1. The application of a gut microbiome marker in the preparation of products for predicting the efficacy of drugs against inflammatory bowel disease, characterized in that, The gut microbial markers mentioned are a combination of three species: Faecalibacterium prausnitzii, Blautia massiliensis, and Phascolarctobacterium faecium.

2. The application according to claim 1, characterized in that, The inflammatory bowel disease mentioned is selected from one or both of ulcerative colitis and Crohn's disease.

3. The application according to claim 1, characterized in that, The drug for treating inflammatory bowel disease is selected from one or more of the following: anti-tumor necrosis factor, interleukin (IL)-12 / 23 inhibitors, and 5-aminosalicylic acid.

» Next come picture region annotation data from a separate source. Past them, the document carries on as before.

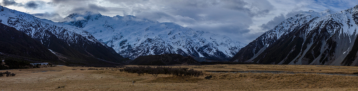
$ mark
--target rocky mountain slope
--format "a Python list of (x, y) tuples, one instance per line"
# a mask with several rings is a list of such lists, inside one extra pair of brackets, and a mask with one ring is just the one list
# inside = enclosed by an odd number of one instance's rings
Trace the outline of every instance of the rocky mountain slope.
[(63, 56), (60, 60), (68, 63), (73, 64), (71, 61), (74, 60), (81, 64), (123, 62), (123, 57), (112, 48), (77, 27), (40, 19), (2, 6), (0, 6), (0, 15), (1, 23), (40, 41), (48, 49)]
[(357, 65), (358, 5), (304, 12), (242, 49), (231, 60), (263, 64)]
[[(136, 16), (111, 17), (98, 12), (70, 14), (63, 24), (90, 33), (125, 57), (168, 54), (228, 61), (246, 44), (229, 37), (195, 31), (174, 23), (159, 22)], [(204, 58), (205, 57), (205, 58)]]
[(48, 62), (59, 61), (39, 41), (2, 23), (0, 23), (0, 52)]

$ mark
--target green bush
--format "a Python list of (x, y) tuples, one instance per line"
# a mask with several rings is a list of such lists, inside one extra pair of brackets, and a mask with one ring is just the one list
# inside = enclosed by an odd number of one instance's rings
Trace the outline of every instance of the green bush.
[(178, 76), (193, 76), (199, 77), (203, 75), (203, 72), (194, 70), (193, 69), (189, 69), (188, 68), (171, 68), (168, 67), (152, 67), (150, 66), (140, 66), (135, 67), (127, 67), (120, 69), (121, 72), (124, 71), (128, 73), (136, 73), (138, 75), (143, 75), (144, 73), (150, 74), (155, 77), (159, 74), (170, 75)]

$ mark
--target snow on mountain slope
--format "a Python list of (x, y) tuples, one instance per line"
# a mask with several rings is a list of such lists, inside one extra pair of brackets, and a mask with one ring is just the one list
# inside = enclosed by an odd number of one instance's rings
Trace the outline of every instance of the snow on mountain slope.
[(320, 12), (313, 10), (304, 11), (294, 16), (286, 19), (273, 29), (268, 30), (241, 50), (231, 61), (251, 62), (266, 48), (275, 42), (283, 35), (304, 25), (311, 20), (335, 12), (329, 9)]
[(47, 48), (65, 55), (118, 62), (123, 59), (111, 48), (102, 45), (90, 33), (77, 27), (40, 19), (2, 6), (0, 7), (0, 16), (1, 23), (24, 32)]
[(246, 45), (225, 36), (131, 15), (111, 17), (87, 12), (70, 14), (64, 21), (86, 30), (132, 59), (141, 56), (177, 54), (228, 60)]
[[(326, 12), (326, 15), (316, 16), (287, 31), (264, 47), (255, 57), (243, 61), (273, 64), (358, 65), (358, 5), (334, 14)], [(267, 34), (275, 35), (269, 33)]]

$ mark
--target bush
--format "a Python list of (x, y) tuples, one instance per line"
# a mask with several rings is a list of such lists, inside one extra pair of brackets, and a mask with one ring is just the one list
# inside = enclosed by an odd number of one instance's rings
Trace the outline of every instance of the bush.
[(4, 74), (3, 72), (0, 72), (0, 77), (4, 77)]
[(15, 76), (15, 75), (16, 75), (16, 74), (11, 73), (11, 74), (10, 74), (10, 76)]
[(3, 73), (4, 74), (6, 75), (6, 77), (9, 77), (9, 76), (10, 76), (10, 74), (11, 74), (11, 72), (9, 72), (7, 71), (6, 71), (6, 72), (4, 72)]
[(212, 76), (211, 75), (210, 75), (209, 76), (207, 76), (206, 77), (205, 77), (205, 78), (204, 78), (206, 79), (211, 79), (211, 77), (213, 77), (213, 76)]
[(150, 66), (140, 66), (135, 67), (127, 67), (120, 69), (121, 72), (128, 73), (136, 73), (138, 75), (143, 75), (144, 73), (150, 74), (154, 77), (157, 77), (159, 74), (165, 74), (170, 75), (175, 75), (178, 76), (193, 76), (199, 77), (203, 75), (203, 72), (194, 70), (193, 69), (189, 69), (188, 68), (171, 68), (168, 67), (152, 67)]

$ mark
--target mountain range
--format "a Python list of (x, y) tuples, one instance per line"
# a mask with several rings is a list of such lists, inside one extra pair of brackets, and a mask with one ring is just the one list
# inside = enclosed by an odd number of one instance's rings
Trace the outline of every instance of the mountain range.
[(125, 62), (125, 59), (111, 47), (76, 27), (40, 19), (2, 6), (0, 15), (0, 22), (38, 41), (57, 53), (59, 60), (64, 64), (106, 65)]
[(168, 54), (199, 61), (227, 61), (246, 45), (226, 36), (131, 15), (86, 12), (57, 22), (2, 6), (0, 15), (0, 22), (38, 41), (59, 60), (75, 65), (126, 64), (129, 59)]
[(356, 66), (358, 5), (340, 12), (303, 12), (241, 49), (230, 61)]
[(227, 61), (246, 45), (226, 36), (132, 15), (111, 17), (86, 12), (71, 14), (63, 21), (84, 30), (132, 60), (142, 56), (176, 54), (197, 58), (199, 61), (205, 61), (200, 57)]

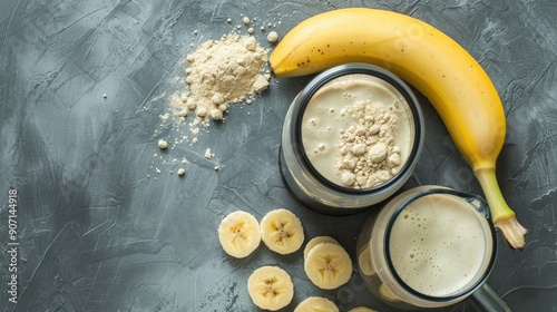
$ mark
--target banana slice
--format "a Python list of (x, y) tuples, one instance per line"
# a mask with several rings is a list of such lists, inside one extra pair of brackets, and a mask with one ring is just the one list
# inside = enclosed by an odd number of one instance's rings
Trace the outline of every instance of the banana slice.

4. The application according to claim 1, characterized in that, The inflammatory bowel disease mentioned above is ulcerative colitis, and the drug mentioned above is 5-aminosalicylic acid; Or the inflammatory bowel disease may be ulcerative colitis, and the drug may be an anti-tumor necrosis factor; Or the inflammatory bowel disease may be ulcerative colitis or Crohn's disease, and the drug may be an interleukin-12 / 23 inhibitor.

5. A predictive model for the efficacy of a drug in treating inflammatory bowel disease, characterized in that, The prediction model uses the gut microbial biomarkers described in claim 1 as variables.

6. The prediction model according to claim 5, characterized in that, The prediction model is a random forest model.

7. The prediction model according to claim 5, characterized in that, The variables in the prediction model are a combination of Faecalibacterium prausnitzii, Blautia massiliensis, and Phascolarctobacterium faecium.

8. A system for predicting the efficacy of drugs for inflammatory bowel disease, characterized in that, The system includes: The data processing module is used to receive or input gut microbiota abundance data in fecal samples from patients with inflammatory bowel disease, wherein the gut microbiota includes the gut microbiota markers as described in claim 1; The judgment and output module is used to obtain and output a prediction result of whether drug treatment is effective for the patient with inflammatory bowel disease after the receiving or input is completed, through the prediction model described in claim 5.

9. An electronic device, characterized in that, The electronic device includes a memory and a processor, the memory storing a computer program, and the processor executing the computer program to perform the functions of the system of claim 8.